Uchronie, thriller, Underground airlines est surtout une critique de la société américaine actuelle, le racisme dans les états du nord (de la version alternative) ressemblant malheureusement beaucoup trop à celui que l’on trouve aux États-Unis. Du côté du sud, les propriétaires mettent en avant un esclavage du 21ème siècle, sans mauvais traitement et avec des conditions de vie tolérables, très loin de la réalité des violences que subissent les esclaves. Un voile qui permet à la société de consommation de fermer les yeux sur les conditions de productions des produits venant du sud, si peu cher.

Dans underground airlines, le point de divergence de ces 2 mondes est très bien trouvé et comme toute bonne uchronie le roman nous rappelle qu’il suffit d’un événement pour changer l’histoire.

Bonheur TM de Jean Baret

Toshiba et Walmart sont chasseurs d’idées. Ils traquent les fraudeurs, ceux qui ne consomment pas assez alors que la consommation est un devoir. Lors d’une enquête de routine ils vont découvrir un complot qui pourrait fragiliser les bases de la société de consommation.

Bonheur TM nous présente une société où la liberté est totale tant que l’on consomme. Transformation des corps à outrance, sexualités extrêmes et violence font parties de la vie quotidienne et sont souvent des occasions supplémentaires de dépenser. L’identité disparaît au profit du sponsor de vie, dont on peut changer régulièrement, mais aussi de la catégorie dans laquelle on se classe, transhumain, surhumain, netrunner, U-men… Ce roman est une lecture perturbante, il utilise la répétition, des listes, des journées, des slogans…, jusqu’à provoquer l’écœurement chez le lecteur, mais aussi le rire (même s’il est parfois nerveux).

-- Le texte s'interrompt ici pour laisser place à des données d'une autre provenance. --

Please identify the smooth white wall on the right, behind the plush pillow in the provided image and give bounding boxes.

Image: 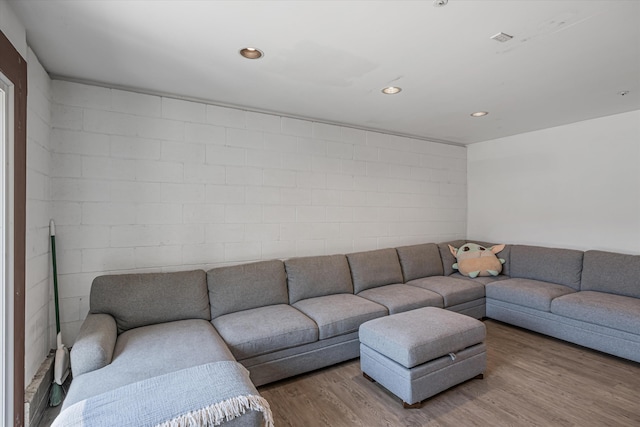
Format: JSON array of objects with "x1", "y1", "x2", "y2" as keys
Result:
[{"x1": 467, "y1": 111, "x2": 640, "y2": 254}]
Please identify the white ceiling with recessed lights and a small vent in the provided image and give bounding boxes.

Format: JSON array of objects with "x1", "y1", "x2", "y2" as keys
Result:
[{"x1": 9, "y1": 0, "x2": 640, "y2": 144}]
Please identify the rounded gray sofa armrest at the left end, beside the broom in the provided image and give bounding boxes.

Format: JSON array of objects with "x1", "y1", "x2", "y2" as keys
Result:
[{"x1": 71, "y1": 314, "x2": 118, "y2": 377}]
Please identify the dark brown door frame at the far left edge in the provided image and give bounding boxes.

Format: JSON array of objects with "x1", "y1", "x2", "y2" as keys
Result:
[{"x1": 0, "y1": 31, "x2": 27, "y2": 427}]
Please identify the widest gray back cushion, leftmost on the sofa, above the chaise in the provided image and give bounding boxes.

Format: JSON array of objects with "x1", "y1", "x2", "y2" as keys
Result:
[{"x1": 89, "y1": 270, "x2": 211, "y2": 334}]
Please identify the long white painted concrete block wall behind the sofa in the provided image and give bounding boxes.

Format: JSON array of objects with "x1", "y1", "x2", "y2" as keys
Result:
[{"x1": 51, "y1": 80, "x2": 467, "y2": 343}]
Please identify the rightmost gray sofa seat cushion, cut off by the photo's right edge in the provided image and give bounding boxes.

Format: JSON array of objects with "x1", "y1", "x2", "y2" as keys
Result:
[{"x1": 551, "y1": 291, "x2": 640, "y2": 334}]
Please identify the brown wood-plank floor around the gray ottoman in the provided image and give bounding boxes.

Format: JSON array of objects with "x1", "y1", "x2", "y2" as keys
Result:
[{"x1": 259, "y1": 320, "x2": 640, "y2": 427}]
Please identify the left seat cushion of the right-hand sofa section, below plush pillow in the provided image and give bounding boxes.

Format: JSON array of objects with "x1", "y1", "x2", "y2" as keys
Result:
[{"x1": 485, "y1": 278, "x2": 576, "y2": 311}]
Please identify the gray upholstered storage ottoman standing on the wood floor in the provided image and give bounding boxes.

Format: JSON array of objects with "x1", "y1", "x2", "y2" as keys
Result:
[{"x1": 359, "y1": 307, "x2": 487, "y2": 408}]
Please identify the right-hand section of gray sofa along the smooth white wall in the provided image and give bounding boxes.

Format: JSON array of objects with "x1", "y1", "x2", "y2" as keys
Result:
[{"x1": 486, "y1": 245, "x2": 640, "y2": 362}]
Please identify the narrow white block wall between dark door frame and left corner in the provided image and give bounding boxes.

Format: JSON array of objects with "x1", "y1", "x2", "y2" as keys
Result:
[{"x1": 25, "y1": 49, "x2": 55, "y2": 384}]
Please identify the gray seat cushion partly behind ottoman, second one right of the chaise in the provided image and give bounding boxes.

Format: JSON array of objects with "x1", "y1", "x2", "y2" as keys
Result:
[{"x1": 293, "y1": 294, "x2": 388, "y2": 340}]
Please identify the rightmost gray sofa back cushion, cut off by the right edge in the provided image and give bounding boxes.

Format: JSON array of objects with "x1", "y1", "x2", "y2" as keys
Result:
[{"x1": 580, "y1": 251, "x2": 640, "y2": 298}]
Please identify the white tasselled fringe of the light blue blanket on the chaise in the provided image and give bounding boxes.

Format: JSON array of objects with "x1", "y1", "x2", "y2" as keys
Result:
[{"x1": 156, "y1": 395, "x2": 274, "y2": 427}]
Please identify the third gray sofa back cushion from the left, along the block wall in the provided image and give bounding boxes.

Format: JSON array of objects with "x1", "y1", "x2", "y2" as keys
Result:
[{"x1": 284, "y1": 255, "x2": 353, "y2": 304}]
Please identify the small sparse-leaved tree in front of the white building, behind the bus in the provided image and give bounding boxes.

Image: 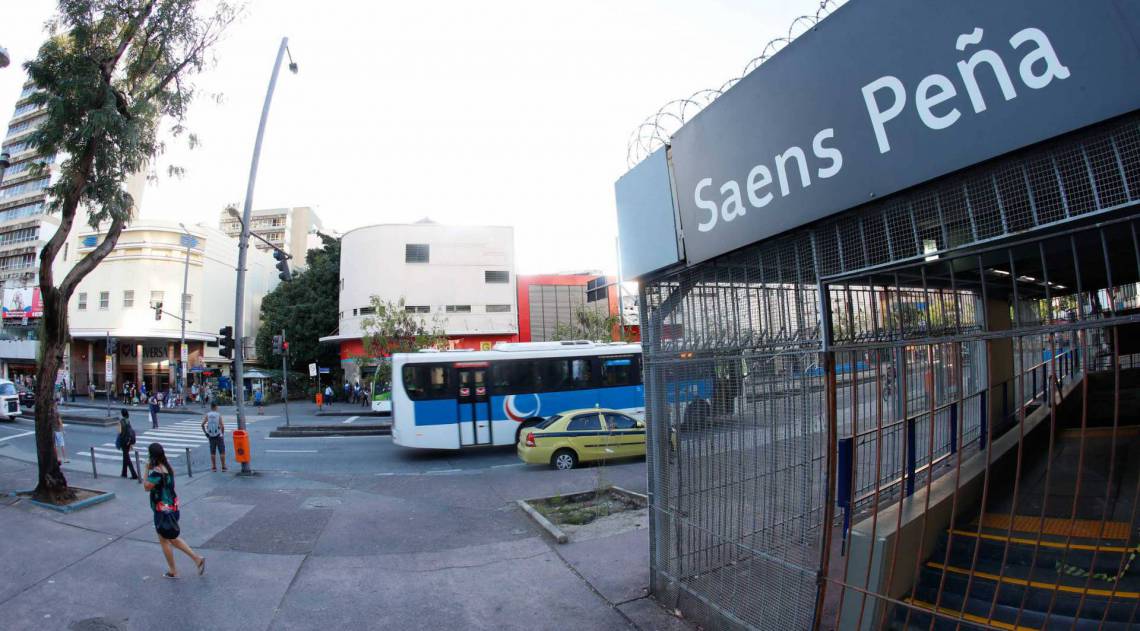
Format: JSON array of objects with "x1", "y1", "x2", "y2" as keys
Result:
[{"x1": 360, "y1": 296, "x2": 447, "y2": 386}]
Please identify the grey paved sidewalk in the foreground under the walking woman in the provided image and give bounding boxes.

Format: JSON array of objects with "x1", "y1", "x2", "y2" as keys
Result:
[{"x1": 0, "y1": 458, "x2": 691, "y2": 630}]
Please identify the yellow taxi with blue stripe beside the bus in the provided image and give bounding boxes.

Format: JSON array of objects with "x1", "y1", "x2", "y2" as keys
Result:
[{"x1": 518, "y1": 408, "x2": 645, "y2": 470}]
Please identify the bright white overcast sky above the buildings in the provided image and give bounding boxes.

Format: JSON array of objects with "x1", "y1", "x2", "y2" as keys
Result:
[{"x1": 0, "y1": 0, "x2": 817, "y2": 273}]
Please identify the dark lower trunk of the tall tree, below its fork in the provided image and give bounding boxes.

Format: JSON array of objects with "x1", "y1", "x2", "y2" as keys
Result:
[{"x1": 34, "y1": 286, "x2": 75, "y2": 503}]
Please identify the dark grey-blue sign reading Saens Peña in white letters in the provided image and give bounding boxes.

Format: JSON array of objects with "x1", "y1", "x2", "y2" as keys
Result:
[{"x1": 633, "y1": 0, "x2": 1140, "y2": 264}]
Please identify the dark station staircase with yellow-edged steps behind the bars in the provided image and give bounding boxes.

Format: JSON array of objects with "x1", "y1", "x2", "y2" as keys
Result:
[{"x1": 888, "y1": 513, "x2": 1140, "y2": 631}]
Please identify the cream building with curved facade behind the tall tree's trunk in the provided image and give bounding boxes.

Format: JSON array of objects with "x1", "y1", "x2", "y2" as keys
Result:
[{"x1": 63, "y1": 219, "x2": 278, "y2": 394}]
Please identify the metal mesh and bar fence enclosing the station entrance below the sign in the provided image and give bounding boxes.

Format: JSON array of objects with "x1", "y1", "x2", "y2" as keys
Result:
[{"x1": 641, "y1": 110, "x2": 1140, "y2": 629}]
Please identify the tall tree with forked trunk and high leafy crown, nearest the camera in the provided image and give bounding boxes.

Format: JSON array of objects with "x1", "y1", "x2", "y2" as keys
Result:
[{"x1": 24, "y1": 0, "x2": 236, "y2": 502}]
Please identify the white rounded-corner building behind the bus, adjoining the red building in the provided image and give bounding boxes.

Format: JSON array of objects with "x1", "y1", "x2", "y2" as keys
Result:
[{"x1": 321, "y1": 220, "x2": 519, "y2": 379}]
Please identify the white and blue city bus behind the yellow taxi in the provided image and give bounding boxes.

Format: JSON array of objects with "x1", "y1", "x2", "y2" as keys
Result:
[{"x1": 392, "y1": 342, "x2": 645, "y2": 449}]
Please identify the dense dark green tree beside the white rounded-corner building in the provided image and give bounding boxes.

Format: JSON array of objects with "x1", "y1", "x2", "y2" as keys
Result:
[{"x1": 254, "y1": 235, "x2": 341, "y2": 375}]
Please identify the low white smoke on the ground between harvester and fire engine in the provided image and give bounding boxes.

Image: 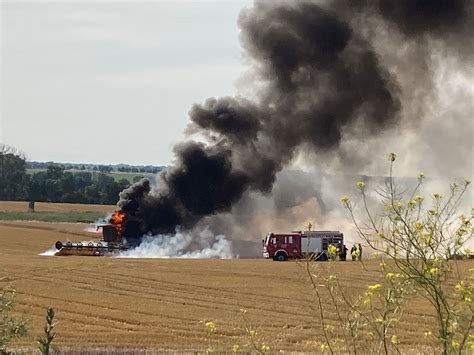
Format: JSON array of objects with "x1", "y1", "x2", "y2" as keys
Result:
[{"x1": 117, "y1": 228, "x2": 234, "y2": 259}]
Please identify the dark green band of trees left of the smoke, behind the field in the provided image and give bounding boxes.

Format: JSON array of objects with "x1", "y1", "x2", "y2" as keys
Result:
[{"x1": 0, "y1": 144, "x2": 130, "y2": 208}]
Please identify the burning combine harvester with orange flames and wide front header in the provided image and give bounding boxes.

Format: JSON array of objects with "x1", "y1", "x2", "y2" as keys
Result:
[{"x1": 54, "y1": 211, "x2": 130, "y2": 256}]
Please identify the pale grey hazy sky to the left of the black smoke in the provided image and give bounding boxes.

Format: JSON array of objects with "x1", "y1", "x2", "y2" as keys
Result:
[{"x1": 0, "y1": 0, "x2": 251, "y2": 165}]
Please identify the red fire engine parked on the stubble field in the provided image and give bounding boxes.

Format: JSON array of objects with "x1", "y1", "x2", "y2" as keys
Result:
[{"x1": 263, "y1": 231, "x2": 344, "y2": 261}]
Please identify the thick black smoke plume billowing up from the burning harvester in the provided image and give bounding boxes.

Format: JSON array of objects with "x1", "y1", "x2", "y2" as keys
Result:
[{"x1": 118, "y1": 0, "x2": 472, "y2": 241}]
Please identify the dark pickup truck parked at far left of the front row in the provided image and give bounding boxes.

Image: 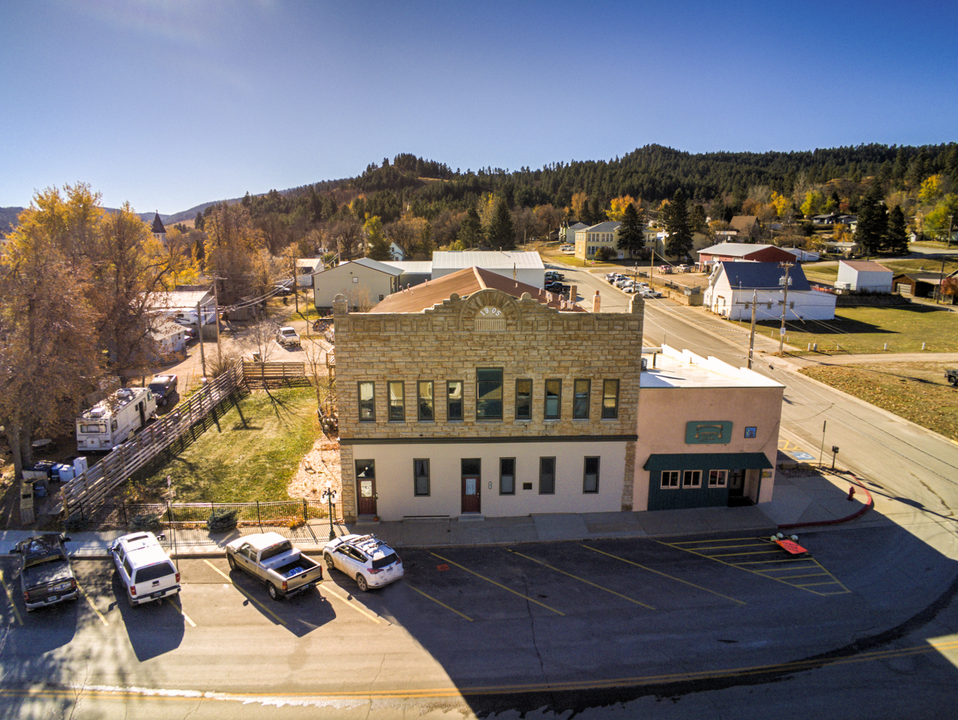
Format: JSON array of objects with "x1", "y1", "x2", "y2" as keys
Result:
[{"x1": 13, "y1": 533, "x2": 80, "y2": 611}]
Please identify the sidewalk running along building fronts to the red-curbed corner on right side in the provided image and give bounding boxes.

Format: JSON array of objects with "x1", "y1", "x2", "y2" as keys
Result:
[{"x1": 0, "y1": 471, "x2": 885, "y2": 558}]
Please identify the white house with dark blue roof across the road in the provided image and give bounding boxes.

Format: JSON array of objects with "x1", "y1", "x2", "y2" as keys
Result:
[{"x1": 703, "y1": 262, "x2": 836, "y2": 320}]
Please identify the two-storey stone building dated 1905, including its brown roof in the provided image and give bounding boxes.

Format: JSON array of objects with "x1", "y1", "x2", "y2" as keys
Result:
[{"x1": 333, "y1": 268, "x2": 644, "y2": 520}]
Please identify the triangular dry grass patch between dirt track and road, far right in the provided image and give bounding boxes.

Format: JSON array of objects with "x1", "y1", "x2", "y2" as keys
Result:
[{"x1": 802, "y1": 362, "x2": 958, "y2": 441}]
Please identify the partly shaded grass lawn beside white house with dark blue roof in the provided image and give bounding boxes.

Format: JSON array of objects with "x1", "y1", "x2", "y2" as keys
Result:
[{"x1": 739, "y1": 304, "x2": 958, "y2": 355}]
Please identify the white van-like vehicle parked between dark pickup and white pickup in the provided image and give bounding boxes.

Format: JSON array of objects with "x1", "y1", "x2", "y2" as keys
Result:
[{"x1": 110, "y1": 532, "x2": 180, "y2": 607}]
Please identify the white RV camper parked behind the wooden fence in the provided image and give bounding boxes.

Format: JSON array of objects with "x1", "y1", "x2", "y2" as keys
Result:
[{"x1": 77, "y1": 388, "x2": 156, "y2": 452}]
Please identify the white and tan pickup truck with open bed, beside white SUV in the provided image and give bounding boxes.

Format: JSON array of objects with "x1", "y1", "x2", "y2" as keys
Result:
[{"x1": 226, "y1": 532, "x2": 323, "y2": 600}]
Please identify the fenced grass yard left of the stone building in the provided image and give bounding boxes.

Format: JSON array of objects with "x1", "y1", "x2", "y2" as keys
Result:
[{"x1": 135, "y1": 388, "x2": 321, "y2": 502}]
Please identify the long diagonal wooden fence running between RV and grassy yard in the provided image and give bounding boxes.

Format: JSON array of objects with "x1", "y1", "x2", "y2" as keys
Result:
[{"x1": 60, "y1": 366, "x2": 243, "y2": 517}]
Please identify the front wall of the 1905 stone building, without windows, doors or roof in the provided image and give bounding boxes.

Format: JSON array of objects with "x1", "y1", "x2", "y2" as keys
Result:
[{"x1": 333, "y1": 288, "x2": 644, "y2": 519}]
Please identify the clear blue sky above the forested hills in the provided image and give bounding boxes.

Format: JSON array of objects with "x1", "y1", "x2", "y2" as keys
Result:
[{"x1": 0, "y1": 0, "x2": 958, "y2": 214}]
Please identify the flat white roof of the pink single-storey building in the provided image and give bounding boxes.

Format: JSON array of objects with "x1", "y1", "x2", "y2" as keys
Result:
[{"x1": 639, "y1": 345, "x2": 785, "y2": 388}]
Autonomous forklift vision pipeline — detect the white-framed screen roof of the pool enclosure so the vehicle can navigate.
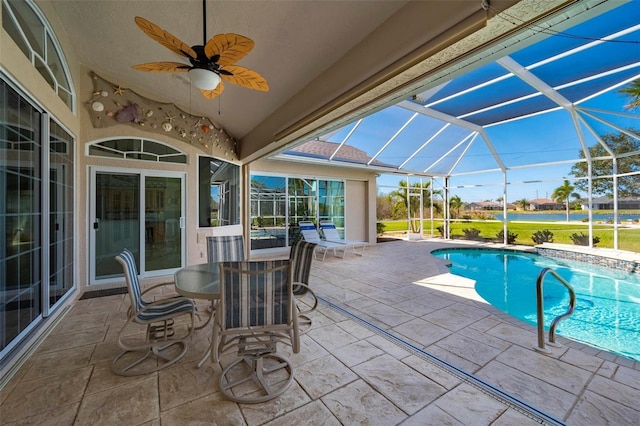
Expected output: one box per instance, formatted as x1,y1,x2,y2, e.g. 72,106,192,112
275,1,640,180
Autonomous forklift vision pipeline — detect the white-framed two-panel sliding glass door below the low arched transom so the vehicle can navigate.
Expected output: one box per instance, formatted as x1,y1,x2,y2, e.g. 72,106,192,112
90,169,184,284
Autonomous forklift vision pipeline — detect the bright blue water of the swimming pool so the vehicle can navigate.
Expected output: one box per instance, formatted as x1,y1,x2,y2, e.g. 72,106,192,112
432,249,640,361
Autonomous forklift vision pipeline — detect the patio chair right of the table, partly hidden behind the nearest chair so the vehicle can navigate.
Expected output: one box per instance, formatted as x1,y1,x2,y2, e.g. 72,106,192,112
289,240,318,334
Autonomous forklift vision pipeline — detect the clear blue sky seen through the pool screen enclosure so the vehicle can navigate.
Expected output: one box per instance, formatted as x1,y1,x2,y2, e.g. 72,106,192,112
327,1,640,202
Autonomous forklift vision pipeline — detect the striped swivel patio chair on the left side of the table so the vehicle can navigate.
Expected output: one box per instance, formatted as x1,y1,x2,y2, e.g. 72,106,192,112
111,249,196,376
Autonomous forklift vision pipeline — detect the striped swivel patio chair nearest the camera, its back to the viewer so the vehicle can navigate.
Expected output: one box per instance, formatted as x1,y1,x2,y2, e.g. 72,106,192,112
211,260,300,403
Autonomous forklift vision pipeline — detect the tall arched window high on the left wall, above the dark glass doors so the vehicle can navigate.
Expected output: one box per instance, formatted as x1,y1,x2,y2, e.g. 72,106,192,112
2,0,75,112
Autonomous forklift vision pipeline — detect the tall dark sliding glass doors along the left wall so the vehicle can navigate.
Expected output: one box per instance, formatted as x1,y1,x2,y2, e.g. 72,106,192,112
0,74,75,360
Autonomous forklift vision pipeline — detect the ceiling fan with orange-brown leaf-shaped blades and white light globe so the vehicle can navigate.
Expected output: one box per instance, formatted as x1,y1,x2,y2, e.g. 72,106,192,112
133,0,269,99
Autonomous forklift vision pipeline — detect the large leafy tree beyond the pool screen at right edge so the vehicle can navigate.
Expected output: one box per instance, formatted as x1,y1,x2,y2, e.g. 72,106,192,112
571,129,640,197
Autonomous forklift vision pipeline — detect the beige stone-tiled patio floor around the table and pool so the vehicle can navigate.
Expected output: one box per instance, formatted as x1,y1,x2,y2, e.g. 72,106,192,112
0,241,640,426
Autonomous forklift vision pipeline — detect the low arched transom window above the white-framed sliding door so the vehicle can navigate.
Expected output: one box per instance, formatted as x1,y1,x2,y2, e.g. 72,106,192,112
87,139,187,164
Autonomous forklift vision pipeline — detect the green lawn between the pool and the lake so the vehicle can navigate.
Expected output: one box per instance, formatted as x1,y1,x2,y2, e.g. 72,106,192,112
382,220,640,252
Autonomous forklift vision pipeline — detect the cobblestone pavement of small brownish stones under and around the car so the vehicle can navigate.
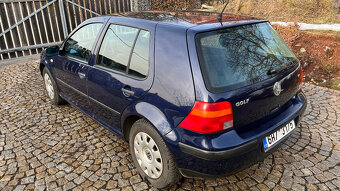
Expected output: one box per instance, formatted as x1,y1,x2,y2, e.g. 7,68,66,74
0,63,340,191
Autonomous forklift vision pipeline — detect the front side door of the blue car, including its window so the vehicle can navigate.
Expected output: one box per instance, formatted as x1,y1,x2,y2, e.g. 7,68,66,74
54,23,103,110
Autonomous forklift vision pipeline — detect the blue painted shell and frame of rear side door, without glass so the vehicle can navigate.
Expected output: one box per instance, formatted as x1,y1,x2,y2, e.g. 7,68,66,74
87,17,156,130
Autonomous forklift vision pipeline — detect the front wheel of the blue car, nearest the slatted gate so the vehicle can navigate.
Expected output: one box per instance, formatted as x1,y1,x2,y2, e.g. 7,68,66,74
42,67,65,105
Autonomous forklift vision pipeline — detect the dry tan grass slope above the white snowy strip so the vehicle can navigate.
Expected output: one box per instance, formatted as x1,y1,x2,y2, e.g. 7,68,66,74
215,0,340,24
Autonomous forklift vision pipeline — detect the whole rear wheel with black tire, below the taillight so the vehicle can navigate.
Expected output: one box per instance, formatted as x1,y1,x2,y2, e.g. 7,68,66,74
129,119,182,188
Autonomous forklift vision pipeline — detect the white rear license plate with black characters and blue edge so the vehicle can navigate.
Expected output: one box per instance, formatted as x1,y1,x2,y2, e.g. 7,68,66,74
263,120,295,151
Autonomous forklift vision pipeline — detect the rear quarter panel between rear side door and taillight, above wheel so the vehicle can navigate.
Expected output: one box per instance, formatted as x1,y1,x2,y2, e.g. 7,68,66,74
122,24,195,135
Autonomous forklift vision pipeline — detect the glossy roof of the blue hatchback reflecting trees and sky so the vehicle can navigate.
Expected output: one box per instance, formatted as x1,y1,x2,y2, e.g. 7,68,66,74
102,11,266,29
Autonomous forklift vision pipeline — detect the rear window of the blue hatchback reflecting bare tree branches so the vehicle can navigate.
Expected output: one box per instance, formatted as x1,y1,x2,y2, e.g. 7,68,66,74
196,23,298,92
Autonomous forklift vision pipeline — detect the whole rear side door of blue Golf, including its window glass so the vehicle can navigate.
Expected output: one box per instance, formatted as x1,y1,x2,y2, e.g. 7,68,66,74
88,23,153,128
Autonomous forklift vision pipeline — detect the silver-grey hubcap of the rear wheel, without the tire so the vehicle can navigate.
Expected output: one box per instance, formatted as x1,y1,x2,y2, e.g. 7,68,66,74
134,132,163,178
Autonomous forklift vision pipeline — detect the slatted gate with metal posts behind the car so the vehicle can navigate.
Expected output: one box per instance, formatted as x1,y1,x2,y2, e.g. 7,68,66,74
0,0,131,61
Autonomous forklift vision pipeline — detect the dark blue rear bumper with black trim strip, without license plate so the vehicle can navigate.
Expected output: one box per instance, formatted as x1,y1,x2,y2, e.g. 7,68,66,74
165,93,307,177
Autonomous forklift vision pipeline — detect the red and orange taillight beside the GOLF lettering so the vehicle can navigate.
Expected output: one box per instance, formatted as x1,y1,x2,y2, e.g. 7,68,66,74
179,101,233,133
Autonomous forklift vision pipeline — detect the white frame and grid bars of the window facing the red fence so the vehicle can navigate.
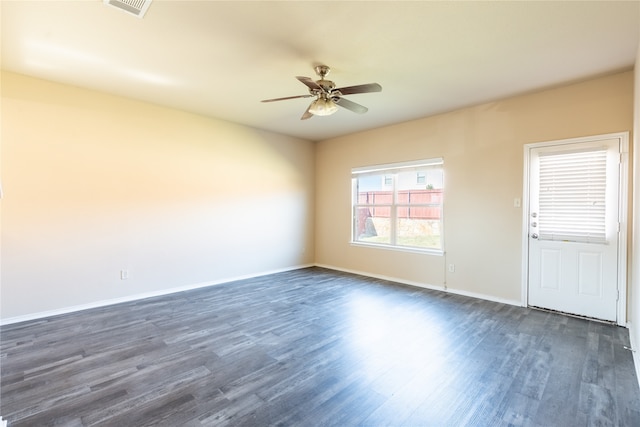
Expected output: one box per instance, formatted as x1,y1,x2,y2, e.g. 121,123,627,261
350,157,445,255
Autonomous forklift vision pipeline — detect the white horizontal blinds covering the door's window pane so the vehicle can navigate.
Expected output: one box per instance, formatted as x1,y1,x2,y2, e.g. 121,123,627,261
538,147,607,243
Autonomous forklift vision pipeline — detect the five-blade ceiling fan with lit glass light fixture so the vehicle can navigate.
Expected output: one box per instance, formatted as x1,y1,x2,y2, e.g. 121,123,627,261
262,65,382,120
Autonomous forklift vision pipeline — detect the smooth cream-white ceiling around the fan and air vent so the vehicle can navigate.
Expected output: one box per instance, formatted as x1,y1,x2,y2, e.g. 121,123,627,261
0,0,640,141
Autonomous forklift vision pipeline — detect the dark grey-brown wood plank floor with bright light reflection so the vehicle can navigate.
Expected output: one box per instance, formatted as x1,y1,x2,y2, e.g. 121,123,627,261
0,268,640,427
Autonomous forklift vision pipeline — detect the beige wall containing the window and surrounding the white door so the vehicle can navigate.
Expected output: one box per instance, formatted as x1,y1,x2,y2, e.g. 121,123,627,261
316,72,633,303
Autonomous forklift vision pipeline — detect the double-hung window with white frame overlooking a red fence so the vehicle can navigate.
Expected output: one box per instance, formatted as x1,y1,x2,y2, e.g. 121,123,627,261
351,159,443,252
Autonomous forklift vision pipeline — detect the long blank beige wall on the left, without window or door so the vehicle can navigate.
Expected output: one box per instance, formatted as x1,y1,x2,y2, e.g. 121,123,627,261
0,73,315,319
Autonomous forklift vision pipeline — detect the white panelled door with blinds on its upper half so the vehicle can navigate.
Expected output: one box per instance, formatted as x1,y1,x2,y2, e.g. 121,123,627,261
528,138,621,321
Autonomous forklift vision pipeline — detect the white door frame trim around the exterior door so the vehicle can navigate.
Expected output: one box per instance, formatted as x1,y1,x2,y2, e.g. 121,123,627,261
521,132,629,327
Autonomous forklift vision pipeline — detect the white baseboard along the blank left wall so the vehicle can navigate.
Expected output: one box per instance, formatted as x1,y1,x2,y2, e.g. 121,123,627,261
0,264,314,326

Parce que cette société de surconsommation à outrance peut être drôle dans ses excès, mais aussi dans ses références de pop culture. Cette critique de notre société de consommation ne peut pas laisser indifférent et mérite absolument qu’on lui accorde un peu de temps de cerveau disponible.

Entends la nuit de Catherine Dufour

 

Myriame 25 ans commence son nouveau boulot de chargée de veille à la Zuidertoren, dans le quartier de Bercy. Elle se retrouve dans un bureau glacial et est surveillée par un logiciel espion, qui porte le doux nom de Pretty face et s’assure que les employés travaillent vraiment. C’est par l’intermédiaire de Pretty face qu’elle va rencontrer le mystérieux Sir Duncan Vane, l’un des dirigeants de la Zuidertoren. Lorsqu’il lui propose un CDI et de lui trouver un logement elle n’hésite pas trop longtemps, surtout qu’elle est très intriguée par le personnage. Duncan Vane se révèle être décédé depuis un siècle et demi et le petit jeu de séduction devient dangereux.
Avec « entends la nuit » Catherine Dufour nous entraîne dans les rue de Paris mais aussi dans ses entrailles. On visite, on passe entre les murs des grandes bâtisses parisiennes et on croise au passage des êtres malfaisants tirés d’anciens mythes. Les aristocrates anglais sont aussi toxiques que les vampires du nord-ouest américain et le roman pourrait presque ressembler à de la bitlit classique. Sauf qu’il est question de classe sociale, d’immortalité bien sûr et que le tout est traité avec une bonne dose d’humour grinçant. La fin est bien loin des clichés du genre et apporte une bouffé d’optimisme.